Black patients were less likely to receive opioids and received shorter courses at discharge compared with White patients, adjusting for covariates. Asian patients were the most likely to receive an opioid prescription.
在非白人群体中,已经报道了不同的阿片类药物处方模式。然而,这些差异在住院内科患者中并没有得到很好的描述。
根据种族/民族描述从普通内科出院的住院患者阿片类药物处方模式的差异。
设计、地点和参与者:在这项回顾性研究中,我们对患者的种族/民族与患者是否在出院时收到阿片类药物处方进行了多变量逻辑回归分析,对出院时开出的阿片类药物天数进行了负二项回归分析。研究包括 2012 年 6 月至 2018 年 11 月期间在加利福尼亚大学旧金山医疗中心普通内科出院的所有 10953 名接受住院期间最后 24 小时内使用过阿片类药物的患者。
我们检查了两个主要结局:患者是否在出院时收到阿片类药物处方,以及为开出阿片类药物的患者开出的阿片类药物天数。

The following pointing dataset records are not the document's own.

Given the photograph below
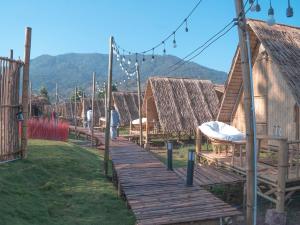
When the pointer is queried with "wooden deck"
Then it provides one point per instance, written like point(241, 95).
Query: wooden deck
point(209, 176)
point(158, 196)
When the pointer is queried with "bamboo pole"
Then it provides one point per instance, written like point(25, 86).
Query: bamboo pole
point(198, 144)
point(75, 111)
point(140, 102)
point(30, 99)
point(56, 97)
point(249, 114)
point(283, 159)
point(108, 115)
point(93, 107)
point(25, 92)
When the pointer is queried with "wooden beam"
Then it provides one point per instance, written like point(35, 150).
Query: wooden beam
point(249, 113)
point(93, 107)
point(25, 91)
point(140, 103)
point(109, 98)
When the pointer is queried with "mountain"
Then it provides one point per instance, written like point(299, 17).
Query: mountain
point(73, 69)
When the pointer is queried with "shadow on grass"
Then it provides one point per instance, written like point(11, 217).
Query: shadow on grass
point(59, 183)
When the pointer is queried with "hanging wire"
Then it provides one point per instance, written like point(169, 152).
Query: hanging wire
point(184, 22)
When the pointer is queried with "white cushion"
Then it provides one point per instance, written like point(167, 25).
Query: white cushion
point(222, 131)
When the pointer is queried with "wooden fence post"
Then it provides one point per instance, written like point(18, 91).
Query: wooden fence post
point(283, 159)
point(25, 92)
point(198, 144)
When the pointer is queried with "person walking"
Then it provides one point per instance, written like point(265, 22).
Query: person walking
point(114, 123)
point(89, 117)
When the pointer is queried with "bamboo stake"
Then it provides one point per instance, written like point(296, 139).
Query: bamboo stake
point(249, 114)
point(283, 159)
point(108, 115)
point(93, 107)
point(30, 99)
point(25, 91)
point(75, 112)
point(140, 103)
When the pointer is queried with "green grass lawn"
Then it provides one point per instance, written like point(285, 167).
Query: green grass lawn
point(60, 184)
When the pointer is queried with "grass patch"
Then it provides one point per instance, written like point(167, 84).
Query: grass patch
point(59, 183)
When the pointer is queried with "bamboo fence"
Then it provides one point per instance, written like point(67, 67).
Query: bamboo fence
point(9, 107)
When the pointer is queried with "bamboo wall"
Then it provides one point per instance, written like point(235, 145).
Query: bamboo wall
point(274, 102)
point(9, 107)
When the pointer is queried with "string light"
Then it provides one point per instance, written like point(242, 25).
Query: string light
point(152, 57)
point(164, 51)
point(174, 40)
point(257, 6)
point(186, 27)
point(289, 10)
point(271, 19)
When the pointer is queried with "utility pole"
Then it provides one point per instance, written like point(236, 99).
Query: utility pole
point(56, 97)
point(25, 92)
point(30, 99)
point(75, 111)
point(245, 52)
point(140, 102)
point(108, 102)
point(93, 107)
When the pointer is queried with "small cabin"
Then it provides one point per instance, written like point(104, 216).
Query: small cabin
point(178, 105)
point(276, 81)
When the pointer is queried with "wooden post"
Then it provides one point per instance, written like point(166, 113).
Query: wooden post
point(56, 97)
point(25, 92)
point(75, 112)
point(140, 102)
point(198, 144)
point(93, 107)
point(11, 54)
point(108, 115)
point(30, 99)
point(283, 158)
point(249, 113)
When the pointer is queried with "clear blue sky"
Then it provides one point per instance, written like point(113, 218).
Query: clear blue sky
point(84, 26)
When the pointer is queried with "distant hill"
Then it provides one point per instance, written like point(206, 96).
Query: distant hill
point(71, 69)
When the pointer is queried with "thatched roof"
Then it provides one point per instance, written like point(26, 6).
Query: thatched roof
point(39, 100)
point(182, 104)
point(282, 44)
point(127, 105)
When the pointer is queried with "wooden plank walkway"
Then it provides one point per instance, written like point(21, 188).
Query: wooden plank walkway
point(208, 176)
point(158, 196)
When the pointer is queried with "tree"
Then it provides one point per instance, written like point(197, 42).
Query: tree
point(44, 92)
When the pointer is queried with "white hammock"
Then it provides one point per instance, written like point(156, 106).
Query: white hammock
point(222, 131)
point(137, 121)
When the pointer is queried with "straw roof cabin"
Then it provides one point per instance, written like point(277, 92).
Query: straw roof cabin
point(179, 105)
point(127, 104)
point(276, 79)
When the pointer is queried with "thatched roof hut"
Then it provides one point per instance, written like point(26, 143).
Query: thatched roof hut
point(127, 104)
point(276, 81)
point(38, 105)
point(180, 105)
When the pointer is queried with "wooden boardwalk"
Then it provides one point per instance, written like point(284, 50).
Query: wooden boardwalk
point(158, 196)
point(209, 176)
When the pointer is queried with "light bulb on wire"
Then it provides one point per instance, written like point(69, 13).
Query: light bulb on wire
point(271, 19)
point(289, 10)
point(152, 57)
point(186, 28)
point(174, 40)
point(257, 6)
point(164, 50)
point(252, 5)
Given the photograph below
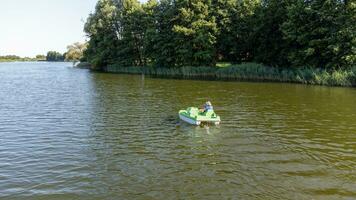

与白人患者相比,黑人患者出院时接受阿片类药物处方的可能性较小(预测人群的接受率为 47.6%比 50.7%;平均边缘效应[AME],-3.1%;95%置信区间,-5.5%至-0.8%)。亚洲患者出院时更有可能接受阿片类药物处方(预测人口接受率,55.6%比 50.7%;AME,+4.9%;95%置信区间,1.5%-8.3%)。我们还发现,与白人患者相比,黑人患者接受的阿片类药物天数较短(出院时预计的阿片类药物天数为 15.7 天比 17.8 天;AME,-2.1 天;95%置信区间,-3.3 至-0.9)。
在调整了协变量后,与白人患者相比,黑人患者接受阿片类药物的可能性较小,出院时接受的疗程也较短。亚洲患者最有可能收到阿片类药物处方。